Ce contrôle, sous couvert de faire passer une loi pour encadrer une minorité, va restreindre une majorité. Que ce soit l’école obligatoire, qui semble difficilement réalisable à mettre en place, ou bien le contrôle des associations qui demandent « une subvention auprès de l’État ou d’une collectivité territoriale » qui va être renforcé, on se rend compte que l’État, sous couvert d’imposer des « valeurs républicaines » semble surtout chercher à contrôler les libertés. Par exemple, ces associations devront signer un « contrat de respect des valeurs de la République » représentant « une charte de la laïcité ». La laïcité est brandie à tout va sans pour autant qu’on ait une explication de ces fameuses valeurs à respecter. Pour les transports en commun néanmoins, E.Macron explique que la neutralité sera renforcée dans les services publiques. Cela sous-tend l’interdiction du port du voile pour une femme en contact avec du public.

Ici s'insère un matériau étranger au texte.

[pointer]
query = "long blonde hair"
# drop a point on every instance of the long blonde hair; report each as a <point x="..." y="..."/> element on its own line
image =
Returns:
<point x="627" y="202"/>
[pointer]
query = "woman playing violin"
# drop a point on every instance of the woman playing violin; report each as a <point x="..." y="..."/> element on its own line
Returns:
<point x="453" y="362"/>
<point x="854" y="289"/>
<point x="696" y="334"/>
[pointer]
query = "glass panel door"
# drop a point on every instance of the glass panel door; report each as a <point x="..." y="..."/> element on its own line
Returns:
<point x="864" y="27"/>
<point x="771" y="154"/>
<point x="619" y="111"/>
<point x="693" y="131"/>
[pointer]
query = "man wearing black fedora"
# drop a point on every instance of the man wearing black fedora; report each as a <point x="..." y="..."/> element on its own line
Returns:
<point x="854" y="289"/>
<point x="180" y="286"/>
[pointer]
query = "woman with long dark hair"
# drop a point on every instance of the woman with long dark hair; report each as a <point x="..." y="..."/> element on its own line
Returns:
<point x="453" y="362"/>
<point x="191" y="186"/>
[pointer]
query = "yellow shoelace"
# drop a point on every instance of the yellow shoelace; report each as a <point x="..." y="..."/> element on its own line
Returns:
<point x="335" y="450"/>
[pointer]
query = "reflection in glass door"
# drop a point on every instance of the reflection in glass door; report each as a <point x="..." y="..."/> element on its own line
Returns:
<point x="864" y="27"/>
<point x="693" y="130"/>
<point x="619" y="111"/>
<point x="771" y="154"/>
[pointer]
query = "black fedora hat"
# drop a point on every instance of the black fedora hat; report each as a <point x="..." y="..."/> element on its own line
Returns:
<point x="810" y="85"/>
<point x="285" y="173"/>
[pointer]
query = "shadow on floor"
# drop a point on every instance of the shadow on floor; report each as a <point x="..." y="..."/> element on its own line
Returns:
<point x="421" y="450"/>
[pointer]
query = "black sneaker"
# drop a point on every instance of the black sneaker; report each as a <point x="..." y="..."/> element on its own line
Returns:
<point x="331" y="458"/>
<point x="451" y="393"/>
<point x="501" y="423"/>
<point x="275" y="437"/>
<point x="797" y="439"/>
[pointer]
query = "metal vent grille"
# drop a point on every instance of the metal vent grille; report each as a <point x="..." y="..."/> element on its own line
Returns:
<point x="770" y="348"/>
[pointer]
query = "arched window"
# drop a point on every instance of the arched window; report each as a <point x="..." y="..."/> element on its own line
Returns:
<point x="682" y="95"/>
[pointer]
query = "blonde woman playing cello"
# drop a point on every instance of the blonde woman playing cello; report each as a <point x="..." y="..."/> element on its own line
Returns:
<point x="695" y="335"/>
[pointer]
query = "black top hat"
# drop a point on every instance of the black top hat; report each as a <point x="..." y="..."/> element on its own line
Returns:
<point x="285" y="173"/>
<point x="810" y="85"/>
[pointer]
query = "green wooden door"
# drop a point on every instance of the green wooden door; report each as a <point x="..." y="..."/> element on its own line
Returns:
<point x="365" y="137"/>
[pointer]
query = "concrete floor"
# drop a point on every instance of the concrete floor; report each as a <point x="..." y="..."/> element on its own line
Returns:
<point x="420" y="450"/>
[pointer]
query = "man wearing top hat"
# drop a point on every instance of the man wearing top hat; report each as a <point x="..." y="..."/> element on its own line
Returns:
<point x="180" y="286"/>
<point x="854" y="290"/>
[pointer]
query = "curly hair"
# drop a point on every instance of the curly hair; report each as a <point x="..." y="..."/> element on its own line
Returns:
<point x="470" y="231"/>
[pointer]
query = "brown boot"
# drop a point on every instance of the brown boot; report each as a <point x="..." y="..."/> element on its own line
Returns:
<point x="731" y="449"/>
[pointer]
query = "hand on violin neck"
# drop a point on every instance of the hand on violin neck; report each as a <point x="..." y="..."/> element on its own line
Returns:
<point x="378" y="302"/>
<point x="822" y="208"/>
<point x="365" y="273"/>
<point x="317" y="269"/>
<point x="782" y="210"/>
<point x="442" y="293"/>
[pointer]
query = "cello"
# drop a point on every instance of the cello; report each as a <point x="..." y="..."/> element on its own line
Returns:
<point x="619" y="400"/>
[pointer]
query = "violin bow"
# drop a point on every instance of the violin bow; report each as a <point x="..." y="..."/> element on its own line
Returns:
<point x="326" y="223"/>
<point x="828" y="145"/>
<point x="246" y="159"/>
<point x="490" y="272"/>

Un projet de loi qui assoit la domination déjà établie
Pour Marlène Schiappa, qui insiste que « la France est une République laïque est indivisible, il n’a qu’une communauté en France », il est peut-être temps de lui rappeler à quel point les banlieues, ces endroits qui sont justement vus par le gouvernement comme les lieux à éduquer pour éviter la radicalisation, ont été abandonnées par la « République » ces dernières années. La crise du Covid met incontestablement cela en évidence. Il y a bien un problème de terrorisme islamiste et un rejet de la République et ses valeurs dans certains quartiers, mais il y a aussi une instrumentalisation de cette situation. Ce « réveil républicain » dont il parle semble se concentrer autour de valeurs définies par l’élite, pour protéger une élite blanche, aisée et dominante. L’exemple, en aout dernier, de l’Ordre des Médecins et des infirmiers qui « condamnent fermement la constitution d’annuaires de professionnels de santé communautés », en invoquant le fait que cette initiative irait à l’encontre des principes fondamentaux de leurs professions est intéressant. En effet, ces annuaires sont parfois essentiels pour les personnes racisées qui rencontrent stéréotypes et racisme dans leur prise en charge médicale, entraînant parfois de graves conséquences. Cette mise en garde, tout comme le nouveau projet de loi, sous couvert de lutter contre les séparatismes, est en réalité une présentation du musulman comme étant l’ennemi irréductible dont il faut contrôler toujours plus le culte, la présence et l’action sur notre sol républicain.